Antoine est un publicitaire reconnu, heureux en famille et en amitié. Un jour comme les autres, pourtant, sa vie bascule. Il commence par saboter un rendez-vous avec un client puis, en l’espace d’un week-end, il se met à détruire tout ce qu’il a construit pendant des années. La crise de la quarantaine ? Un excès de folie ? Qui sait …. ? La réponse à ces questions est censée se trouver à la fin du film dont l'écriture évente un petit peu l'effet de surprise mais le mystère de son comportement m’a tenue jusqu’à la dernière minute. Preuve que ce n’est pas dans le suspens que réside l’essence du film.

Le première partie est brutale, dérangeante, nerveuse, jouissive parfois car on porte tous en soi cette envie de dire un jour à notre entourage, professionnel, familial ou amical, ses quatre vérités, au-delà de toute convention, de tout respect.
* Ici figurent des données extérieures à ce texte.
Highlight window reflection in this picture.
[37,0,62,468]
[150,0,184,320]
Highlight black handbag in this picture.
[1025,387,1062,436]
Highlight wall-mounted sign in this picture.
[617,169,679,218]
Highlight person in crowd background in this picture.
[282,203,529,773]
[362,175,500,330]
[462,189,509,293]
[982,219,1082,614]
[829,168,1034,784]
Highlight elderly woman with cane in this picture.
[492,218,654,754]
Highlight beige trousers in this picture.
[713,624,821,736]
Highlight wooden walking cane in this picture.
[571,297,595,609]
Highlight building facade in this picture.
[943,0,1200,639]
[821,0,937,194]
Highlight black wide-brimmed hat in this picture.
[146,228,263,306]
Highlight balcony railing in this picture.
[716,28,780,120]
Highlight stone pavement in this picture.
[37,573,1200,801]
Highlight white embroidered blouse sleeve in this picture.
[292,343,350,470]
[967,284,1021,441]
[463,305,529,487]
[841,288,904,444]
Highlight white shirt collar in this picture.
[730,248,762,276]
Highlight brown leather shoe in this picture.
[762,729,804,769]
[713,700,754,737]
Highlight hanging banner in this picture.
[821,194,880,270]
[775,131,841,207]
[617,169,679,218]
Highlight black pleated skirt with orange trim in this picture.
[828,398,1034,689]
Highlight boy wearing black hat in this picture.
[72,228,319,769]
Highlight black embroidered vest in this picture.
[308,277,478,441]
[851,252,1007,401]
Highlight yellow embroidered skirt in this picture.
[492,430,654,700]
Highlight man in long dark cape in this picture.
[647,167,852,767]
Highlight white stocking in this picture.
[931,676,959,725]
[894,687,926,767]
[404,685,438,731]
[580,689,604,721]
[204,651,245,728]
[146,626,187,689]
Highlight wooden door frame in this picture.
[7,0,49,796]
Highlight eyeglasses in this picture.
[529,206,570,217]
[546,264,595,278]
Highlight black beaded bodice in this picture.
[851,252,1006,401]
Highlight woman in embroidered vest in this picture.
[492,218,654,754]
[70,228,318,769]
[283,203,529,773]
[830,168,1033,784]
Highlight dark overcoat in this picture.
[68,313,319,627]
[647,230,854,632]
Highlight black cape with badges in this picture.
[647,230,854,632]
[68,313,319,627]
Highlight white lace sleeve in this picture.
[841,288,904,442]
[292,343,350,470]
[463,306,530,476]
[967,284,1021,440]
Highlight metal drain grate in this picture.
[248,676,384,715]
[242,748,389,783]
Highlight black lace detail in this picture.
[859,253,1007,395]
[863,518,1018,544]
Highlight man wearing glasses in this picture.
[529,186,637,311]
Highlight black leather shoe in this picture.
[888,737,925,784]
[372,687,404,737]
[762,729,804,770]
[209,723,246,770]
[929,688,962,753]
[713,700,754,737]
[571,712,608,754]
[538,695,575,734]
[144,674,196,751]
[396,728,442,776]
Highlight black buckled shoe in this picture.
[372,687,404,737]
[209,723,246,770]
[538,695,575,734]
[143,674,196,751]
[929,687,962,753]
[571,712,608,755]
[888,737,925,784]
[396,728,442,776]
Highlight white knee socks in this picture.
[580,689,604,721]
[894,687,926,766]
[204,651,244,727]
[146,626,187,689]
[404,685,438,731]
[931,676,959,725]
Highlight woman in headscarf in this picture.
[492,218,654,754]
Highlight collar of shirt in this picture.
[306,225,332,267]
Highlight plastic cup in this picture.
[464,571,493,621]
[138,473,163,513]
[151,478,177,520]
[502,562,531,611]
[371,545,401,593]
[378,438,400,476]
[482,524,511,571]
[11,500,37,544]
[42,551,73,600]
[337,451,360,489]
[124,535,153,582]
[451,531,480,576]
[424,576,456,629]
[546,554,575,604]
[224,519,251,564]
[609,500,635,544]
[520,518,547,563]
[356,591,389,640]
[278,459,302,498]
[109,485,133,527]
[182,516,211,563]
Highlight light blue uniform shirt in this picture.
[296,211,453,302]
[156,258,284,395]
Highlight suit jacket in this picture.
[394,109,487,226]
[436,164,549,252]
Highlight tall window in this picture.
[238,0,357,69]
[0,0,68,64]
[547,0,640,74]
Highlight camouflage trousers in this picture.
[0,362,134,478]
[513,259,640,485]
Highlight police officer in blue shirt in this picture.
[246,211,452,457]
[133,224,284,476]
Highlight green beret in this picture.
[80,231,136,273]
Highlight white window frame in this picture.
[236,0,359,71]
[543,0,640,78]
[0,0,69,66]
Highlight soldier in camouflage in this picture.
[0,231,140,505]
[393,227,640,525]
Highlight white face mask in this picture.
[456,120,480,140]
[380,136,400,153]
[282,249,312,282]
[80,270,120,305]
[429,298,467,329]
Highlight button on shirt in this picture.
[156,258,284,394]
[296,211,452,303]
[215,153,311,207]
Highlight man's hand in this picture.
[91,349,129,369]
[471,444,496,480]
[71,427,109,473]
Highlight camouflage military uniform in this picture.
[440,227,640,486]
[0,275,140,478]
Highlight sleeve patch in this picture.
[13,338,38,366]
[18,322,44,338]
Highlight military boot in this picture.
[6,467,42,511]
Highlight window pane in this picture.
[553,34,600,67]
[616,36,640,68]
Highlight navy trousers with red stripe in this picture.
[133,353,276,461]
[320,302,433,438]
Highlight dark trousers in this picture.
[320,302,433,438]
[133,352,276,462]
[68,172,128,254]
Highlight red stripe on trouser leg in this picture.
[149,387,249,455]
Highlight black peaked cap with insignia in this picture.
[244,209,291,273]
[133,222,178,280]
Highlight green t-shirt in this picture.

Si le film commence comme une comédie (la belle-mère hautaine face au gendre excédé), celui-ci vire vers un malaise de plus en plus palpable, notamment lorsque le personnage s'en prend à ses enfants. C’est le tableau d’un homme qui, avant de partir, souhaite laisser l’image d'un type détestable qu'on ne regrettera pas avec le temps. La seconde moitié est portée par la plénitude qu’inspirent les paysages irlandais. Une approche qui porte l’empreinte de son réalisateur, personnelle et contemplative, sur les rapports entre un père ermite et son fils qui se retrouvent après des années de silence. Peut-être emporté par sa propre histoire, Becker rationalise un peu trop la fin du périple… mais ce qui réunit ces deux ambiances, c’est l’appétit de la vie et les questions qu’elle soulève.

Sur quoi construit-on sa vie ? Comment en être les acteurs ? Comment gérer la peur du vide ? Combien de temps nous reste-t-il pour accomplir nos rêves ? Comment pardonner ? La vie est un jeu de dupes pour qui se laisse duper…
Un Albert Dupontel qui incarne le personnage plus qu’il ne l’interprète (nominé aux césars), des seconds rôles sobres mais entiers, des dialogues ciselés parfois trop maîtrisés mais souvent jubilatoires, une émotion tendue et maîtrisée qui ne tombe pas dans le pathos (la fin abrupte, comme si l'essentiel venait d’être dit, évite de justesse le sentimentalisme)… voilà sans doute les ingrédients d’un film qui m’a touchée et dont l’émotion s’étire dans les mots de Reggiani en générique de fin.



ma_vie_sans_moi.jpg

Sur un sujet proche, je ne peux m’empêcher de rappeler Ma vie sans moi d'Isabel Coixet, un des plus beaux films que j’ai vus et dont la subtilité poignante donne une sensation de la vie, pleine et entière.